Two Electrical Engineering students identified savings that could be made for one Dunedin home.
The family home used for this project was a typical Dunedin wooden villa, located on Canongate in the heart of the city. It was occupied by a family of four - two parents with children aged 13 and 11. Both parents worked away from the home every week day.
The students, Christo Jooste and Brad Robertson, applied various engineering methods and principles to their task, first analysing the sources of electricity consumption then selecting technologies that could be integrated together to enable electricity saving for the family.

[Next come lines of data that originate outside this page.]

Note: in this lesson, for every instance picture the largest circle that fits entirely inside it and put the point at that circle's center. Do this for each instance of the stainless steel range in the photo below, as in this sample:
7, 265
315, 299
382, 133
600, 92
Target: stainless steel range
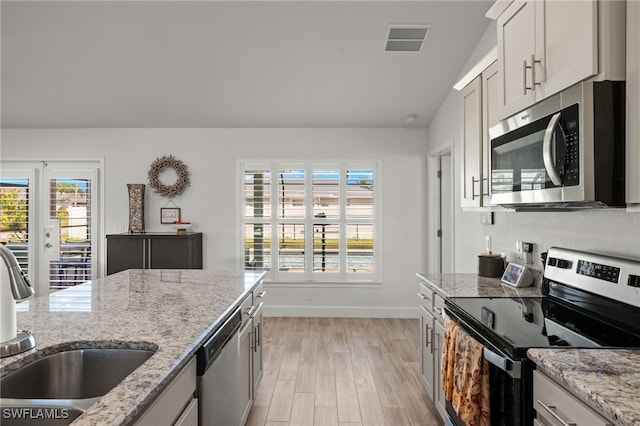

Lighting alone comprised 11% of the power bill and significant savings (69%) could readily be made simply by switching all bulbs to Compact Flourescent Lamps. Further savings in the electricity cost of lighting are achievable through using higher cost but longer lasting LEDs instead, and/or by using motion sensor lighting or pushlights to avoid having lights left on. Reducing the temperature setting on the hot water cylinder would also save power, although this might affect shower water pressure. The students found that it would be worthwhile using a timer to switch the hot water cylinder off from 9am to 5pm on weekdays. Appliances used most of the electricity and savings here could be achieved by changing usage patterns.
The implementation of the findings of this project has had an immediate impact in reducing the electricity bill for this household. More and more households are aware of and want to utilise energy sustainably as well as saving on their power bills. This project identified the large selection of tools and equipment available commercially to help achieve these objectives.